Clean gasoline
17 Nov 2000
BP claims to have developed a breakthrough gasoline desulphurisation technology that has the potential to significantly reduce the cost of producing low sulphur gasolines to meet current and future environmental legislation.
The process, named the OATS process (or Olefinic Alkylation of Thiophenic Sulphur) produces gasoline blendstocks containing less than 10 parts per million (ppm) of sulphur, significantly below the levels required by current, and most anticipated future, legislation.
The process, developed at a cost of some $10 million primarily at BP's research centre at Naperville, Illinois, USA, will soon be tested at a commercial scale.
Small-scale trials are under way at BP's Texas City refinery in the USA and a large-scale, 6,000 barrels a day trial has been carried out at the Bayern Oil refinery in Bavaria, Germany, a joint venture refinery between BP, Agip and Veba.
If the trials continue to prove successful, up to seven units using OATS could be installed in BP's refineries before 2003.
The OATS process reduces sulphur levels in gasoline without the disadvantages associated with many alternative technologies. It is able to cut sulphur content to very low levels, to below 10 ppm, while consuming only low amounts of expensive hydrogen and without significantly reducing the octane rating, the most important influence on the performance of a gasoline engine.

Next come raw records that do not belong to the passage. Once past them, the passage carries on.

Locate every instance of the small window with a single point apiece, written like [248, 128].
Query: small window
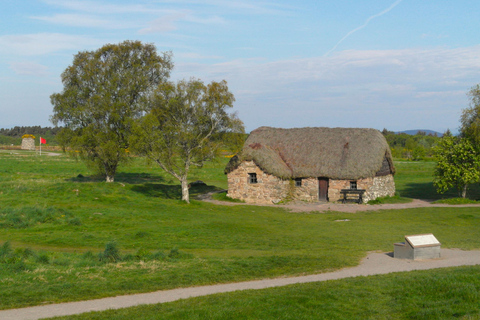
[298, 182]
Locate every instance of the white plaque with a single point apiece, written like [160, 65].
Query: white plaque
[422, 240]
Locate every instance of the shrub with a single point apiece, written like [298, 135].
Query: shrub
[43, 258]
[111, 253]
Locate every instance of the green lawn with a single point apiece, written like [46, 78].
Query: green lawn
[57, 218]
[414, 180]
[434, 294]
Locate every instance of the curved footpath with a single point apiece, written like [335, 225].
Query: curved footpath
[374, 263]
[340, 207]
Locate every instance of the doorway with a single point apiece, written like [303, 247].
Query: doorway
[323, 189]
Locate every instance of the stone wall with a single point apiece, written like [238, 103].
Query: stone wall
[375, 187]
[28, 144]
[270, 189]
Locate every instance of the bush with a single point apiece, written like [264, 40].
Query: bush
[43, 258]
[111, 253]
[385, 200]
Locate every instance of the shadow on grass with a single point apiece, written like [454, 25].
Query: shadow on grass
[427, 190]
[124, 177]
[167, 191]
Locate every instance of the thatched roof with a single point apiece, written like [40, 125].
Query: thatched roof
[336, 153]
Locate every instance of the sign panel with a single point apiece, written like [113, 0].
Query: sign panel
[422, 240]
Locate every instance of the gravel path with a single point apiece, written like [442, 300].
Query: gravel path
[340, 207]
[374, 263]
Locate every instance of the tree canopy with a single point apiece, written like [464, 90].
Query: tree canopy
[104, 92]
[470, 119]
[186, 126]
[458, 164]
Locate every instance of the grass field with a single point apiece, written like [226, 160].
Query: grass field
[57, 221]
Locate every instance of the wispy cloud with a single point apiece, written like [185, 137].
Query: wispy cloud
[363, 25]
[44, 43]
[29, 69]
[374, 87]
[81, 20]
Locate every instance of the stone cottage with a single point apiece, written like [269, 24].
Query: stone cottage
[310, 164]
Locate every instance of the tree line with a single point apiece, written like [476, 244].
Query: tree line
[18, 132]
[458, 158]
[118, 100]
[413, 147]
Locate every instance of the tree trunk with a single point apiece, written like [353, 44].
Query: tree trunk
[185, 193]
[109, 171]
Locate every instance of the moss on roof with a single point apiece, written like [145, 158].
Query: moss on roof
[336, 153]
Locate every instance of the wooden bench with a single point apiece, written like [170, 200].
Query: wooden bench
[357, 195]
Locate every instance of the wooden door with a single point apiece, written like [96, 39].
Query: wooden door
[323, 189]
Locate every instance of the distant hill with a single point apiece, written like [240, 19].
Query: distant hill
[414, 132]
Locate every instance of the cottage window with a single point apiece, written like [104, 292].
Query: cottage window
[298, 182]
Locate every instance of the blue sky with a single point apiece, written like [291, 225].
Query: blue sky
[395, 64]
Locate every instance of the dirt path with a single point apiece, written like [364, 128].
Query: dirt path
[339, 207]
[374, 263]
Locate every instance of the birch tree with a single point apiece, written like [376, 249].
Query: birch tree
[104, 91]
[186, 126]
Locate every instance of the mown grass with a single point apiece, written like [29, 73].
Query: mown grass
[66, 216]
[451, 293]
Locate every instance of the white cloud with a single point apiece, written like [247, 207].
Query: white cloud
[81, 20]
[99, 7]
[29, 68]
[364, 25]
[163, 24]
[44, 43]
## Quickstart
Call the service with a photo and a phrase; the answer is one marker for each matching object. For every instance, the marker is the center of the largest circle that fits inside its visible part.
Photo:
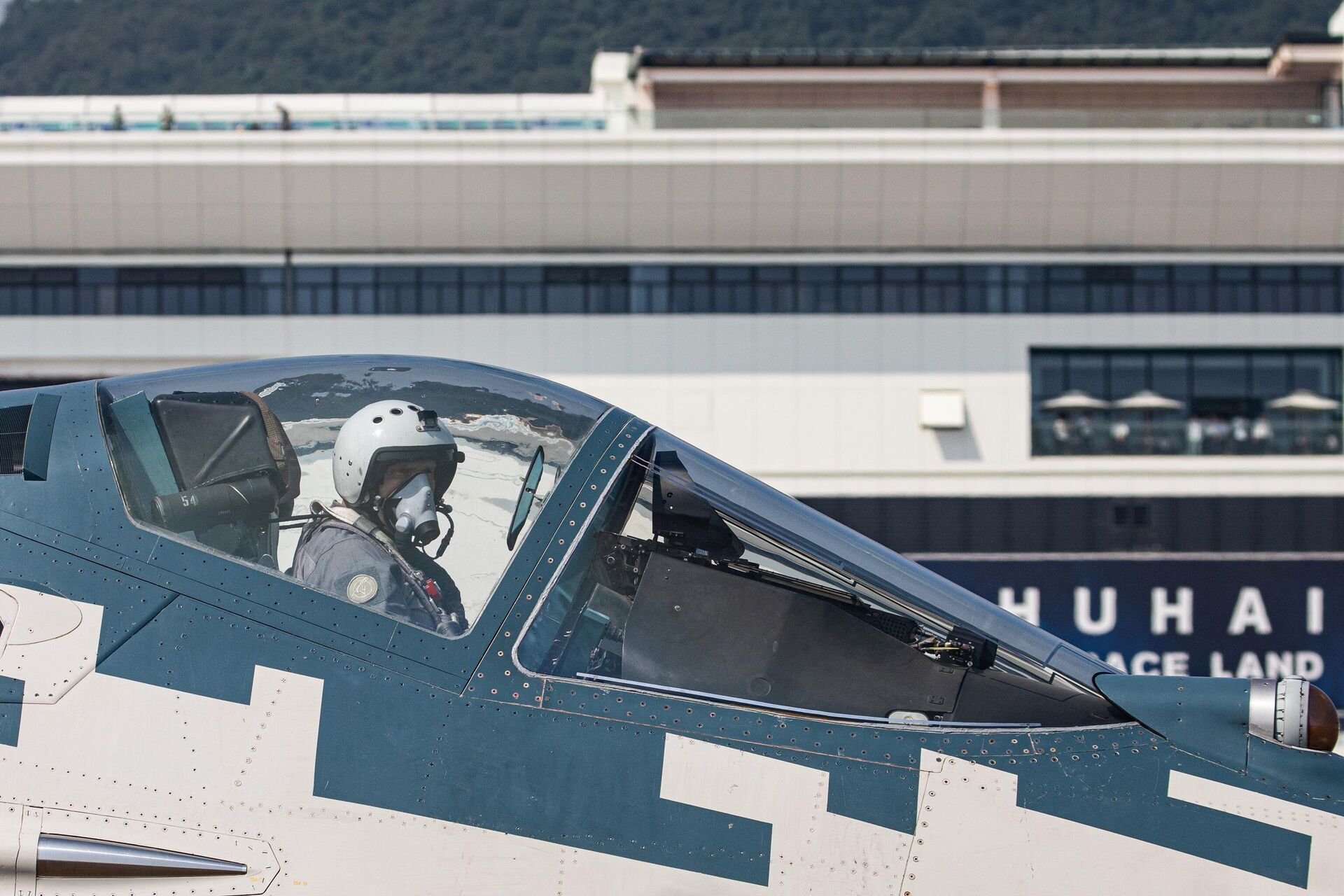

'The ability to reduce sulphur in gasoline is vital to producing cleaner burning fuels,' says Ptoshia Burnett, BP's OATS project team leader. 'Sulphur in gasoline causes pollution itself, but it also reduces the effectiveness of catalytic converters and so leads to increases in other vehicle tailpipe emissions – carbon monoxide, nitrogen oxides, and unburnt hydrocarbons.'
Graham Butler, BP's manager of new refining technology, adds: 'Although there is always a cost associated with the removal of sulphur from gasoline, we believe that OATS offers the lowest margin loss of all the processes developed to date. It also has several key advantages in its simplicity and flexibility and is easy to retrofit to existing refineries.'
Current typical gasoline sulphur concentrations around the world are in the order of several hundred parts per million. Federal requirements in the USA dictate that average gasoline sulphur levels must be lower than 120ppm and mostly below 30ppm by 2006. In Europe, EU legislation will reduce gasoline sulphur levels to below 50ppm by 2005. The UK is already introducing tax incentives for 50ppm sulphur gasoline and Germany intends to introduce incentives for 10ppm sulphur gasoline in 2003.
Typically, 90 per cent of the sulphur found in gasoline comes from the naphtha stream produced by fluid catalytic crackers at refineries. Over 90 per cent of the sulphur in this stream is contained in compounds called thiophenes. Thiophenes are ring-structure organic sulphur compounds that have boiling points around 85°C. The basis of the OATS process is the conversion of these thiophenes to higher boiling compounds that can be readily removed from the gasoline stream.
The conventional method of removing thiophenes from the stream is hydrotreatment, reacting with hydrogen, which both consumes expensive hydrogen and also results in considerable loss of octane rating.
The OATS process instead facilitates the separation of the thiophenes by catalytically causing them to react with olefins present in the naphtha to produce heavier compounds with boiling points above 200°C.
The higher boiling sulphur fraction is readily removed by fractionation and added to the diesel refinery stream where the sulphur can then be removed by conventional hydrotreatment as gasoline octane rating is then no longer a consideration. In total between one and four per cent of the OATS feed is separated to join the diesel stream, the rest becoming desulphurised gasoline.
This basic OATS process, together with some other refinements, removes 99.5 per cent of sulphur compounds from the gasoline stream with an octane rating loss of only 0 to 2 octane numbers, compared with a typical loss of 6 to 10 numbers through hydrotreatment.